14. Seberapa Berharga?

138 11 0
                                    

Soal apaan sih ini?!

Gue menghembuskan napas lelah begitu melihat latihan ujian Matematika yang dibagikan tadi siang. Jujur aja, gue lebih suka Fisika dari pada Matematika, padahal keduanya sama-sama hitungan. Tapi menurut gue Matematika jauh lebih ribet, dan menuntut ketekunan dan ketelitian yang nggak bisa mendeskripsikan diri gue.

Gue tipe orang yang frustrasi kalau sudah mengerjakan soal dan ternyata hasilnya nggak ada di pilihan ganda. Kalau Rendi ada di posisi itu, dia pasti akan mengacak rambutnya sendiri dan mulai mengerjakannya lagi dari awal, sedangkan gue lebih suka memilih jawabannya secara asal.

Gue ini penganut asas "hasil nggak akan mengkhianati usaha", jadi gue yakin nilai gue nggak akan jeblok-jeblok amat karena seenggaknya gue sudah berusaha, meski usaha gue nggak membuahkan hasil.

Sayangnya asas itu nggak berlaku di beberapa situasi. Contohnya, soal Rendi. Gue sudah mengusahakan semua yang gue bisa, mulai dari setia ada di sampingnya saat dia terpuruk, nggak pacaran selama satu tahun--gue suka dia dari tiga tahun yang lalu, tapi gila banget kalau gue jomlo selama itu cuma buat dia--dan mendengarkan semua keluh-kesahnya tentang dunia, meski gue belum berani menyatakan perasaan gue.

Contoh lainnya: Papi. Lo nggak bisa bayangkan seberapa keras usaha gue membuat Papi mempertimbangkan gagasan tentang rujuk.
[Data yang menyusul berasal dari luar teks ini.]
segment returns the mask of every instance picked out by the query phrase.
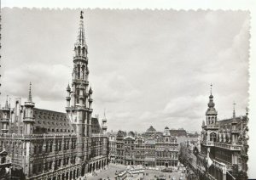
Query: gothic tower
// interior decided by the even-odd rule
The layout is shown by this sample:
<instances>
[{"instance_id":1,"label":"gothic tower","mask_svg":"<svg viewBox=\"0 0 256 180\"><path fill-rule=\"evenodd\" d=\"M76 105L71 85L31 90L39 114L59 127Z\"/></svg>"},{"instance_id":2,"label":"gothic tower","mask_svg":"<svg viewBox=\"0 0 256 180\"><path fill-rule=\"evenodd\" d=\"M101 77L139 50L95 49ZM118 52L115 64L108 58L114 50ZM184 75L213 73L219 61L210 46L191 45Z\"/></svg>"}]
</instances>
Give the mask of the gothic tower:
<instances>
[{"instance_id":1,"label":"gothic tower","mask_svg":"<svg viewBox=\"0 0 256 180\"><path fill-rule=\"evenodd\" d=\"M211 95L209 96L209 103L208 103L208 109L206 112L207 117L207 125L215 124L217 121L217 111L214 108L215 104L213 103L213 96L212 94L212 87L211 84Z\"/></svg>"},{"instance_id":2,"label":"gothic tower","mask_svg":"<svg viewBox=\"0 0 256 180\"><path fill-rule=\"evenodd\" d=\"M74 44L72 87L67 87L66 111L78 136L77 147L79 163L86 157L86 137L90 137L92 90L89 88L88 48L85 42L83 11L80 14L79 35Z\"/></svg>"},{"instance_id":3,"label":"gothic tower","mask_svg":"<svg viewBox=\"0 0 256 180\"><path fill-rule=\"evenodd\" d=\"M2 122L2 132L8 133L9 130L9 120L10 120L10 107L8 104L8 96L5 102L5 106L2 109L3 118Z\"/></svg>"},{"instance_id":4,"label":"gothic tower","mask_svg":"<svg viewBox=\"0 0 256 180\"><path fill-rule=\"evenodd\" d=\"M207 148L207 159L210 155L210 149L214 146L214 143L217 142L218 132L218 123L217 121L217 110L215 110L215 104L213 103L213 96L212 93L211 84L211 94L209 96L208 108L206 112L206 121L207 125L203 127L204 128L204 145ZM204 124L204 123L203 123Z\"/></svg>"},{"instance_id":5,"label":"gothic tower","mask_svg":"<svg viewBox=\"0 0 256 180\"><path fill-rule=\"evenodd\" d=\"M29 92L28 92L28 98L27 101L25 102L24 104L24 133L25 134L32 134L33 133L33 125L35 122L35 118L33 116L33 108L35 104L32 102L32 93L31 93L31 83L29 86Z\"/></svg>"}]
</instances>

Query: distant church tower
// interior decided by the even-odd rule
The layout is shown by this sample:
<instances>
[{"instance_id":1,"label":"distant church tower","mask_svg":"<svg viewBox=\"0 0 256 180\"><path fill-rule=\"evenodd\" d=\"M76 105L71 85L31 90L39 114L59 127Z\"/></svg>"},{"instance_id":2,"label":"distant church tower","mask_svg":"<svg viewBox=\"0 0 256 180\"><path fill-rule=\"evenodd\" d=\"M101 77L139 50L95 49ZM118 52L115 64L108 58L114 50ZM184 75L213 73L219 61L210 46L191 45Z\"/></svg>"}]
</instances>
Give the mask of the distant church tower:
<instances>
[{"instance_id":1,"label":"distant church tower","mask_svg":"<svg viewBox=\"0 0 256 180\"><path fill-rule=\"evenodd\" d=\"M209 96L209 103L208 103L208 109L206 112L206 117L207 117L207 125L215 124L217 121L217 111L214 108L215 104L213 103L213 96L212 94L212 87L211 84L211 95Z\"/></svg>"},{"instance_id":2,"label":"distant church tower","mask_svg":"<svg viewBox=\"0 0 256 180\"><path fill-rule=\"evenodd\" d=\"M2 122L2 132L3 133L8 133L9 130L9 120L10 120L10 107L8 104L8 96L5 102L5 106L2 109L3 118Z\"/></svg>"},{"instance_id":3,"label":"distant church tower","mask_svg":"<svg viewBox=\"0 0 256 180\"><path fill-rule=\"evenodd\" d=\"M24 104L24 133L25 134L32 134L33 133L33 125L35 122L35 118L33 116L33 108L35 107L35 104L32 99L32 93L31 93L31 83L29 85L29 92L27 101L25 102Z\"/></svg>"},{"instance_id":4,"label":"distant church tower","mask_svg":"<svg viewBox=\"0 0 256 180\"><path fill-rule=\"evenodd\" d=\"M83 146L86 137L91 136L91 104L92 89L89 88L88 48L85 42L83 11L80 14L80 23L77 42L74 44L73 70L72 87L67 87L66 111L78 136L77 147L79 163L86 155L86 147ZM85 143L86 144L86 143Z\"/></svg>"}]
</instances>

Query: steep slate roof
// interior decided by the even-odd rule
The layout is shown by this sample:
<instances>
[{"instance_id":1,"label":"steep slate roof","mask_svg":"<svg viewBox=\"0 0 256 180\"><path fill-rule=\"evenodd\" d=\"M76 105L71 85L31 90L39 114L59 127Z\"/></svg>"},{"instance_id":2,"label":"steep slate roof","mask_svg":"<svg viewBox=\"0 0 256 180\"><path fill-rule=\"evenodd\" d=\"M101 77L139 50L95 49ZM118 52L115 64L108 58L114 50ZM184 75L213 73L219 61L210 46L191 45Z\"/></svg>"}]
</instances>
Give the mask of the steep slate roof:
<instances>
[{"instance_id":1,"label":"steep slate roof","mask_svg":"<svg viewBox=\"0 0 256 180\"><path fill-rule=\"evenodd\" d=\"M147 129L146 132L156 132L156 130L152 126L150 126L149 128Z\"/></svg>"},{"instance_id":2,"label":"steep slate roof","mask_svg":"<svg viewBox=\"0 0 256 180\"><path fill-rule=\"evenodd\" d=\"M91 133L100 133L101 132L101 125L98 121L98 118L91 118Z\"/></svg>"}]
</instances>

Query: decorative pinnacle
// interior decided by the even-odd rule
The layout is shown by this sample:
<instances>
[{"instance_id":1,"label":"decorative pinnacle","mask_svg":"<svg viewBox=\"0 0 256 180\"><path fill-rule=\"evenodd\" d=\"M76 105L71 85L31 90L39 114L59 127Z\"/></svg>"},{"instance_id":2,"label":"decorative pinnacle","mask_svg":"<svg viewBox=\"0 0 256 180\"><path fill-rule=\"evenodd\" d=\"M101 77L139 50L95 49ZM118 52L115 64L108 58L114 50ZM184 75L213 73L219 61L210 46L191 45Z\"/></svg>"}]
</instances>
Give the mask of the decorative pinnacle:
<instances>
[{"instance_id":1,"label":"decorative pinnacle","mask_svg":"<svg viewBox=\"0 0 256 180\"><path fill-rule=\"evenodd\" d=\"M84 14L84 11L81 11L80 12L80 19L84 19L83 14Z\"/></svg>"},{"instance_id":2,"label":"decorative pinnacle","mask_svg":"<svg viewBox=\"0 0 256 180\"><path fill-rule=\"evenodd\" d=\"M5 108L9 108L9 104L8 104L8 95L6 96L6 101L5 101Z\"/></svg>"},{"instance_id":3,"label":"decorative pinnacle","mask_svg":"<svg viewBox=\"0 0 256 180\"><path fill-rule=\"evenodd\" d=\"M28 102L32 102L32 93L31 93L31 85L32 85L32 83L30 82L29 83L29 91L28 91L28 98L27 98Z\"/></svg>"},{"instance_id":4,"label":"decorative pinnacle","mask_svg":"<svg viewBox=\"0 0 256 180\"><path fill-rule=\"evenodd\" d=\"M86 46L85 44L85 36L84 36L84 16L83 16L84 12L80 12L80 23L79 23L79 35L78 35L78 39L77 39L77 45L81 45L81 46Z\"/></svg>"},{"instance_id":5,"label":"decorative pinnacle","mask_svg":"<svg viewBox=\"0 0 256 180\"><path fill-rule=\"evenodd\" d=\"M249 114L249 109L248 109L248 107L246 107L246 111L247 111L247 115Z\"/></svg>"},{"instance_id":6,"label":"decorative pinnacle","mask_svg":"<svg viewBox=\"0 0 256 180\"><path fill-rule=\"evenodd\" d=\"M233 118L236 117L236 110L235 110L236 103L233 103Z\"/></svg>"}]
</instances>

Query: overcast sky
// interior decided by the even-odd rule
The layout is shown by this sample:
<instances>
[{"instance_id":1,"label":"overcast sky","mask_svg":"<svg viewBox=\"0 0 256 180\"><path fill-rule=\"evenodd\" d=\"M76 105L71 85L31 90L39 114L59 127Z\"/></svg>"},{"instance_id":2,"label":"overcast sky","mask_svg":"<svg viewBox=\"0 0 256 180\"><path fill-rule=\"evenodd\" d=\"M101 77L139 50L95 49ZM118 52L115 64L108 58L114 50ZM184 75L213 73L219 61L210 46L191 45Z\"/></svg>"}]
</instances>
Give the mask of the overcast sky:
<instances>
[{"instance_id":1,"label":"overcast sky","mask_svg":"<svg viewBox=\"0 0 256 180\"><path fill-rule=\"evenodd\" d=\"M2 96L65 111L79 9L2 11ZM248 104L247 11L84 10L94 114L108 130L200 131L210 84L218 118ZM24 102L25 99L23 99ZM14 104L14 102L12 102Z\"/></svg>"}]
</instances>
Gue sampai berubah dari anak-manis-kesayangan-Papi menjadi gadis yang bersikap murahan, hanya agar Papi menyadari kalau gue bisa tumbuh jadi berandalan tanpa dia.

Tapi Papi nggak mengatakan apapun. Ketika dia menjemput gue buat akhir pekan pertama setelah perceraian dan gue memakai rok minim dengan seragam ketat, Papi nggak memberikan komentar. Dia tetap bersikap kayak biasanya, membicarakan banyak hal kecuali penampilan baru gue atau pun Mami.
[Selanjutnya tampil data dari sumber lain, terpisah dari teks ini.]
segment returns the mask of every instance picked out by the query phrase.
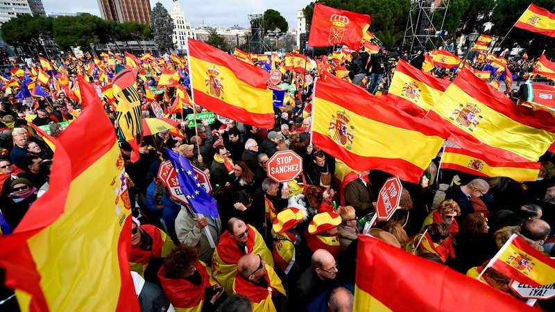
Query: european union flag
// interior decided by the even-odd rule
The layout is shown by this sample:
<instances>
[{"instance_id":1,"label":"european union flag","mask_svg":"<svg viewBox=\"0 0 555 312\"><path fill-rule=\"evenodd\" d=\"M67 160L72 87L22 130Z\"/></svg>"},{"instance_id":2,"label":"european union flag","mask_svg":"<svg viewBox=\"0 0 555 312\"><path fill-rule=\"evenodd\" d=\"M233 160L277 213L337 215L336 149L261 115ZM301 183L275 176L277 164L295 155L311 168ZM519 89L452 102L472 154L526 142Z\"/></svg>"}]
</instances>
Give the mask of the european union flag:
<instances>
[{"instance_id":1,"label":"european union flag","mask_svg":"<svg viewBox=\"0 0 555 312\"><path fill-rule=\"evenodd\" d=\"M171 150L164 149L177 173L179 187L193 211L197 214L218 218L218 204L216 200L203 189L198 176L195 173L189 160Z\"/></svg>"},{"instance_id":2,"label":"european union flag","mask_svg":"<svg viewBox=\"0 0 555 312\"><path fill-rule=\"evenodd\" d=\"M283 99L285 97L285 90L276 90L270 88L273 93L273 106L283 106Z\"/></svg>"}]
</instances>

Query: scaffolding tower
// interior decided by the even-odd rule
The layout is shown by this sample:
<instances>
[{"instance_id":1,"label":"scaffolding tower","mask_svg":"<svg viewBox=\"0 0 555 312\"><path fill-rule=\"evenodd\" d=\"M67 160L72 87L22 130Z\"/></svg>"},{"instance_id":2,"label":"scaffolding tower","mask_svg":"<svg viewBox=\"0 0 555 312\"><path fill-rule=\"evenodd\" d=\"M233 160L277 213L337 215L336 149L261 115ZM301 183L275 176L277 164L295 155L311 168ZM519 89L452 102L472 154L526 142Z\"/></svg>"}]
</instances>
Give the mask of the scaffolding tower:
<instances>
[{"instance_id":1,"label":"scaffolding tower","mask_svg":"<svg viewBox=\"0 0 555 312\"><path fill-rule=\"evenodd\" d=\"M253 13L248 15L250 23L250 37L248 40L248 51L251 53L262 54L269 48L264 44L264 15Z\"/></svg>"},{"instance_id":2,"label":"scaffolding tower","mask_svg":"<svg viewBox=\"0 0 555 312\"><path fill-rule=\"evenodd\" d=\"M412 50L431 43L434 49L446 45L443 37L450 0L411 0L403 38L403 47Z\"/></svg>"}]
</instances>

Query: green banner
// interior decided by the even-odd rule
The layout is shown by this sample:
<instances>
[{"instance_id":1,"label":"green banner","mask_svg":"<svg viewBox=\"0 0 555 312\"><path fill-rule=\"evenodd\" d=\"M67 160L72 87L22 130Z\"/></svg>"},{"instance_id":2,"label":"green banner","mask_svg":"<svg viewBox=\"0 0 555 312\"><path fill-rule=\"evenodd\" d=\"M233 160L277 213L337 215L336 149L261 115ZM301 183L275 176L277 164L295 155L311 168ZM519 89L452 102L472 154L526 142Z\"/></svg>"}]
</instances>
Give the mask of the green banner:
<instances>
[{"instance_id":1,"label":"green banner","mask_svg":"<svg viewBox=\"0 0 555 312\"><path fill-rule=\"evenodd\" d=\"M187 127L194 127L195 119L194 115L196 115L196 121L198 123L201 120L205 120L209 124L212 124L216 121L216 115L212 112L207 112L200 114L189 114L187 115L187 121L189 121Z\"/></svg>"},{"instance_id":2,"label":"green banner","mask_svg":"<svg viewBox=\"0 0 555 312\"><path fill-rule=\"evenodd\" d=\"M63 130L64 129L67 128L68 125L69 125L69 121L63 121L63 122L61 122L61 123L58 123L58 124L60 125L60 130ZM42 130L42 131L44 131L46 133L46 135L51 135L51 133L50 133L50 126L52 125L56 125L56 123L52 123L52 124L50 124L50 125L40 125L39 128L40 128L40 130Z\"/></svg>"}]
</instances>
Ketika gue mengecat rambut menjadi kecokelatan, Papi juga nggak terlihat mempermasalahkannya. Padahal dia tahu sekolah gue nggak mengizinkan siswanya mewarnai rambut.
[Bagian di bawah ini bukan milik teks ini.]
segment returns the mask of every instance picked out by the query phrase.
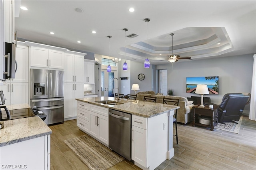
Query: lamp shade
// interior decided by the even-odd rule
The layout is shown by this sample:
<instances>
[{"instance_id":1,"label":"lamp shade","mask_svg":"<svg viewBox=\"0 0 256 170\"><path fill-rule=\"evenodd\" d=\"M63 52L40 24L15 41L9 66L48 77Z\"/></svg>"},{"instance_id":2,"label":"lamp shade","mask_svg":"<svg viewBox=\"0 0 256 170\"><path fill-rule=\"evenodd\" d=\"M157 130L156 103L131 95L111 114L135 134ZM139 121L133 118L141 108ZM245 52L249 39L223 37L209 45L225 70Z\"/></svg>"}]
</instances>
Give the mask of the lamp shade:
<instances>
[{"instance_id":1,"label":"lamp shade","mask_svg":"<svg viewBox=\"0 0 256 170\"><path fill-rule=\"evenodd\" d=\"M144 68L148 69L150 66L150 63L149 62L149 59L147 58L144 61Z\"/></svg>"},{"instance_id":2,"label":"lamp shade","mask_svg":"<svg viewBox=\"0 0 256 170\"><path fill-rule=\"evenodd\" d=\"M138 84L132 84L132 90L140 90L140 87Z\"/></svg>"},{"instance_id":3,"label":"lamp shade","mask_svg":"<svg viewBox=\"0 0 256 170\"><path fill-rule=\"evenodd\" d=\"M107 71L111 72L111 66L110 66L110 65L109 64L108 64L108 67L107 67Z\"/></svg>"},{"instance_id":4,"label":"lamp shade","mask_svg":"<svg viewBox=\"0 0 256 170\"><path fill-rule=\"evenodd\" d=\"M209 94L207 85L197 85L195 93L200 95Z\"/></svg>"},{"instance_id":5,"label":"lamp shade","mask_svg":"<svg viewBox=\"0 0 256 170\"><path fill-rule=\"evenodd\" d=\"M126 61L124 61L124 64L123 64L123 70L127 71L128 69L128 65L127 65Z\"/></svg>"}]
</instances>

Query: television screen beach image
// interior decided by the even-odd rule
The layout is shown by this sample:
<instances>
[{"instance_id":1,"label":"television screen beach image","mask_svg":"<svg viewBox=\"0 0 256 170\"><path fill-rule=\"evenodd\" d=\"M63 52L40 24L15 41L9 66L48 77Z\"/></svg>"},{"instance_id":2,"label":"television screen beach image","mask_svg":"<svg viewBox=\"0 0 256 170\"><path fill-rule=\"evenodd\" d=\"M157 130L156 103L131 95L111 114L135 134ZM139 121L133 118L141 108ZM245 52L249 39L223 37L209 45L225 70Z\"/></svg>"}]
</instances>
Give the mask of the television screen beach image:
<instances>
[{"instance_id":1,"label":"television screen beach image","mask_svg":"<svg viewBox=\"0 0 256 170\"><path fill-rule=\"evenodd\" d=\"M219 94L219 76L187 77L186 93L194 93L198 84L207 85L209 94Z\"/></svg>"}]
</instances>

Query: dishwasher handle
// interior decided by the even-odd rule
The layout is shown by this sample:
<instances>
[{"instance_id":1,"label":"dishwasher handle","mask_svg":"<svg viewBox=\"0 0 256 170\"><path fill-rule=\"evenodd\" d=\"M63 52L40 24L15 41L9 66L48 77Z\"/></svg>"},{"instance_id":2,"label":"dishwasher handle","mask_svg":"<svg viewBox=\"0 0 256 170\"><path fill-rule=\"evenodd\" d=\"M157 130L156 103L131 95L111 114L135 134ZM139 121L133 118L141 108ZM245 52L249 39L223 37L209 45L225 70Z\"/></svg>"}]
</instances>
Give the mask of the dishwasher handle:
<instances>
[{"instance_id":1,"label":"dishwasher handle","mask_svg":"<svg viewBox=\"0 0 256 170\"><path fill-rule=\"evenodd\" d=\"M111 112L108 113L108 115L110 115L113 117L115 117L116 118L119 119L124 120L125 121L129 121L129 118L126 117L124 117L123 116L118 116L118 115L115 115L114 114L112 113Z\"/></svg>"}]
</instances>

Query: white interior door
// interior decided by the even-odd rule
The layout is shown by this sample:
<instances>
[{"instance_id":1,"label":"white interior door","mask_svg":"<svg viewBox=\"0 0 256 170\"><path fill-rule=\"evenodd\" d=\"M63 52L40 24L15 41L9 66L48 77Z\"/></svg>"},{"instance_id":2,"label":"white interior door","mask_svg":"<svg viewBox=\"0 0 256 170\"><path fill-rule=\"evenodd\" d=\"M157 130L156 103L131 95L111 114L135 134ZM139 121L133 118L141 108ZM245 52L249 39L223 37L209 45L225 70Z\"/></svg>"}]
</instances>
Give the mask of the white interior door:
<instances>
[{"instance_id":1,"label":"white interior door","mask_svg":"<svg viewBox=\"0 0 256 170\"><path fill-rule=\"evenodd\" d=\"M164 93L164 95L167 95L167 70L160 70L159 73L158 91L161 93Z\"/></svg>"},{"instance_id":2,"label":"white interior door","mask_svg":"<svg viewBox=\"0 0 256 170\"><path fill-rule=\"evenodd\" d=\"M105 97L114 97L114 92L112 90L114 88L114 78L116 76L116 71L113 70L111 72L108 72L106 70L102 69L101 73L101 90L102 96L104 94ZM117 88L117 83L114 83L115 88ZM117 93L117 91L115 91Z\"/></svg>"}]
</instances>

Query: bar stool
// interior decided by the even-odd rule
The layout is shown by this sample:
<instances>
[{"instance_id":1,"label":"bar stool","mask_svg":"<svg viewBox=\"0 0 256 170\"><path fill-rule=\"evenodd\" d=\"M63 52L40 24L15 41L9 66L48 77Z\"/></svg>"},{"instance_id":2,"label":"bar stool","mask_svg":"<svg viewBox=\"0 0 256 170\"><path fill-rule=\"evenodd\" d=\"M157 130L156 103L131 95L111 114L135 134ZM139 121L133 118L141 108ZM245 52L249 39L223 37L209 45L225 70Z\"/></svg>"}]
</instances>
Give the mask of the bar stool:
<instances>
[{"instance_id":1,"label":"bar stool","mask_svg":"<svg viewBox=\"0 0 256 170\"><path fill-rule=\"evenodd\" d=\"M163 103L167 104L168 105L174 105L174 106L178 106L179 105L179 102L180 102L180 99L170 99L164 97L163 99ZM178 112L178 109L175 110L175 113L174 116L175 118L173 118L173 123L175 123L175 130L176 130L176 135L174 134L174 136L176 136L176 143L178 144L178 130L177 129L177 113Z\"/></svg>"}]
</instances>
Gue nggak pernah berhenti mencoba menarik perhatian Papi. Gue selalu pengin menunjukkan kalau Mami nggak bisa merawat gue dengan baik, agar Papi tahu bahwa gue membutuhkan orangtua lengkap buat menjadi anak yang mereka mimpikan.

Dan gue menyerah sekarang.

"Rena?"

Gue berbalik, mendapati Mami yang sedang berdiri di ambang pintu dengan sikap hati-hati. Dia terlihat segan buat masuk ke kamar gue, dan gue paham karena keluarga kami benar-benar menjunjung tinggi privasi. Ruangan pribadi itu pantang dimasuki tanpa izin, kecuali untuk hal-hal darurat seperti gue yang mogok keluar kemarin.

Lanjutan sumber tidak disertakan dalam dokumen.